El último caso que sometí a su calificada opinión fue el de Minga!, la novela que Jorge Di Paola (1940-2007) publicó originalmente en 1987. Guebel siempre me la recomendó calurosamente, además de escribir sobre Dipi (así lo llamaban) en Mis escritores muertos, a partir del “examen memorioso de la posición del narrador y del alma del autor”. Desde allí dice que “Dipi no posaba, no se hacía el inteligente, no quería hacer quedar bien al autor por interpósito fantasma”. Todo lo contrario dice Ricardo Piglia en el prólogo de Minga!: citando a Nabokov, afirma que “la clave de la mejor narrativa contemporánea es la fascinación del lector por la inteligencia de quien narra la historia”. Desde luego, tiene razón Guebel y no Piglia: la inteligencia, entendida como una cualidad que el narrador inyecta en su obra, carece de valor. En cambio, la inteligencia de la literatura surge entre las letras y las palabras que, en los grandes escritores, entran solas en estado de ebullición. Y eso es lo que ocurre en Minga!: es una explosión de felicidad que no tiene otro hilo conductor que su propia deriva y concluye con la negativa de aceptar sus finales posibles para preservar su pureza. Di Paola, en sus catorce capítulos de una sola palabra que empieza con T (salvo Sombra larga, el desopilante relato del primer espejo que conocieron los gauchos), cuenta todo y todo es feliz, desgarrador, inspirado, asombroso. Además, desde el matemático tarambana Paulo von Paulus, hasta Natacha Filipovna, princesa rusa de la pampa (el mejor personaje femenino de las letras nacionales), los habitantes de Minga! son inolvidables.

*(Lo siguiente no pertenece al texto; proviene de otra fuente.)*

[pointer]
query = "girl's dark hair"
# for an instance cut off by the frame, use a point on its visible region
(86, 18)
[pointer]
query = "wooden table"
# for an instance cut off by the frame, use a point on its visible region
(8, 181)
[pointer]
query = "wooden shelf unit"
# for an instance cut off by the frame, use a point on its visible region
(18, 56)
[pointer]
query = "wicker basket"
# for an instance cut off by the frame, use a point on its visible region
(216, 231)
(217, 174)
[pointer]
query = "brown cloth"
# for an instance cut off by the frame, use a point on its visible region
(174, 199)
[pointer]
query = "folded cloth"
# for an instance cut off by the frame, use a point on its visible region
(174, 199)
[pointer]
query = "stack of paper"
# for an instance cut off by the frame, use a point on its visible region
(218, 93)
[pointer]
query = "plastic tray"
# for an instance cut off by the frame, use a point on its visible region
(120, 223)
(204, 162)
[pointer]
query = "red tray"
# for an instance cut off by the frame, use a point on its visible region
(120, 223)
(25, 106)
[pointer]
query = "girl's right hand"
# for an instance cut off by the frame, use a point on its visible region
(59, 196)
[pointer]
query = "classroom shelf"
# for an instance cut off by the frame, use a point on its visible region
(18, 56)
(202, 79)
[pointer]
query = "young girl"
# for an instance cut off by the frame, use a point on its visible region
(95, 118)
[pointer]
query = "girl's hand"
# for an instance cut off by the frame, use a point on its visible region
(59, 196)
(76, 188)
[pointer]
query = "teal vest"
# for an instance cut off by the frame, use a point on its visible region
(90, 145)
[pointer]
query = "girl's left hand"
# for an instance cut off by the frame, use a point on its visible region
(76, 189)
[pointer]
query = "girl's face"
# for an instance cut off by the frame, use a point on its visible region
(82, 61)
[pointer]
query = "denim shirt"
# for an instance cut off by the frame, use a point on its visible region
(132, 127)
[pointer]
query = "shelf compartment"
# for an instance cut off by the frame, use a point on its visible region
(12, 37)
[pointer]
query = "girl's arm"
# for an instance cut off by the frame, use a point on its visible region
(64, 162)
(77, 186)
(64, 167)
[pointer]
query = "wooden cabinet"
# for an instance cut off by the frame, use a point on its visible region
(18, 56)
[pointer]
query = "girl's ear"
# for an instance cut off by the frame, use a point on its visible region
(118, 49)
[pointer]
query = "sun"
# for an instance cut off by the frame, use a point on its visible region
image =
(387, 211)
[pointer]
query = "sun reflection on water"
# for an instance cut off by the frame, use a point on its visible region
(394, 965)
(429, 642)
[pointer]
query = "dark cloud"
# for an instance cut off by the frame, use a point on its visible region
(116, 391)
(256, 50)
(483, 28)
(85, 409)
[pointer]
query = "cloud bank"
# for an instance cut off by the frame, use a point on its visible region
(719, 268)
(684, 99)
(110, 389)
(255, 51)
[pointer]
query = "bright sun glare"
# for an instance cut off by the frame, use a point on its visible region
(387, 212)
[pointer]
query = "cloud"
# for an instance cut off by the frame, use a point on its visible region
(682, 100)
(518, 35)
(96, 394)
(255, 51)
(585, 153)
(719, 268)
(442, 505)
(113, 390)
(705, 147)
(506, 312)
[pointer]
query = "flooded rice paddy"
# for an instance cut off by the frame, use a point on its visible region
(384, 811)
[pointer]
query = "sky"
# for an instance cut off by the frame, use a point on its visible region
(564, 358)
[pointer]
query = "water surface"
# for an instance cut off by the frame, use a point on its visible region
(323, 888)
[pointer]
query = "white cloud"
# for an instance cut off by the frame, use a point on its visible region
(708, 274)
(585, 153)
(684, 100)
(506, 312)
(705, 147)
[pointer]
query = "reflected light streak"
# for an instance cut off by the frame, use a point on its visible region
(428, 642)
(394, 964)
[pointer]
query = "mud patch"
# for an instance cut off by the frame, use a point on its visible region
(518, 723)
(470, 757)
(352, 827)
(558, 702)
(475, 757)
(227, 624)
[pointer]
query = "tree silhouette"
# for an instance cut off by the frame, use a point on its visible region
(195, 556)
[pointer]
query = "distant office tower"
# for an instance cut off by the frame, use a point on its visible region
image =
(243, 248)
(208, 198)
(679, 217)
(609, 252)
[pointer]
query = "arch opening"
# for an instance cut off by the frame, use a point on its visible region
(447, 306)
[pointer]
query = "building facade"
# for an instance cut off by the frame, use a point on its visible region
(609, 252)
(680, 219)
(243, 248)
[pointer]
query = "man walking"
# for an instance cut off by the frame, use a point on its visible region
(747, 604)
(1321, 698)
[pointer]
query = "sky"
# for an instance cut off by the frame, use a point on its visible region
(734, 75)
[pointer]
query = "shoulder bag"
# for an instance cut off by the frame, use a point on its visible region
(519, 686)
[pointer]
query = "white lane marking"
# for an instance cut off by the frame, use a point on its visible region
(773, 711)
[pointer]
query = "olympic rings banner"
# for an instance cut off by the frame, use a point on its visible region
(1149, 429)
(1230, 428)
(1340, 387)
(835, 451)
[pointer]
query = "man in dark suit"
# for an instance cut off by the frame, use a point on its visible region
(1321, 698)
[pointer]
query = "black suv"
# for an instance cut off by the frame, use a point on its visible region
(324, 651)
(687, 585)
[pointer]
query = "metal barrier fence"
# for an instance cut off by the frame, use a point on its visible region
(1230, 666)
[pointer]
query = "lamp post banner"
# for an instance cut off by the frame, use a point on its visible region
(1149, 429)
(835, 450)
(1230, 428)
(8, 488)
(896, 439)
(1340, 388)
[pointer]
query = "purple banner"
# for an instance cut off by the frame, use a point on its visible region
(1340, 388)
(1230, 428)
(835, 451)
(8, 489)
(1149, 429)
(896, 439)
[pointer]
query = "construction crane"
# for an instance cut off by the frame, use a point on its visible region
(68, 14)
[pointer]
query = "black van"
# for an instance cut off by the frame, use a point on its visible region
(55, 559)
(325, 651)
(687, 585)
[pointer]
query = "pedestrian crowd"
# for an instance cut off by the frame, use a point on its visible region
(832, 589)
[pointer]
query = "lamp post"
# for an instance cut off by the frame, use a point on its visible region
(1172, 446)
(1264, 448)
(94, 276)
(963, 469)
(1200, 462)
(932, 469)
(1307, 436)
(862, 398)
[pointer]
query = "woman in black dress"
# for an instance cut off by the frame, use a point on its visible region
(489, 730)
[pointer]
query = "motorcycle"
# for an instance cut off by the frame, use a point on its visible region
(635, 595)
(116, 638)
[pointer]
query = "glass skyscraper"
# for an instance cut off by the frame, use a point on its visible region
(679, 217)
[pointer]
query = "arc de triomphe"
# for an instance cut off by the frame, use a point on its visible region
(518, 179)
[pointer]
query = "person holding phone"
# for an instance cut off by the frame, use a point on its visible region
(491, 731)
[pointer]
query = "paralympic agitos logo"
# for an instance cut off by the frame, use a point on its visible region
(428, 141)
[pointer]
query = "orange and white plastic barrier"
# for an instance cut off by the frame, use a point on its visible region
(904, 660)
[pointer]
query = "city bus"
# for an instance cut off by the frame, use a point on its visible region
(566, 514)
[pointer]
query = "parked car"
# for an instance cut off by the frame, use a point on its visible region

Venía postergando la lectura de Minga! hasta que Luppino me conminó a hacerlo. Avaro fue notificada posteriormente pero, al recordarla, se puso a dar saltos de alegría en el whatsapp. Ni mis asesores ni yo entendemos por qué Minga! no figura en todos los programas de literatura de todos los niveles.
Creo que Di Paola, el pibe que reconoció a Gombrowicz en Tandil y que fue novio de la persona entonces llamada Inés Acevedo cuando él tenía 60 años y ella 17 tuvo una vida difícil. Su tristeza también aparece en Minga!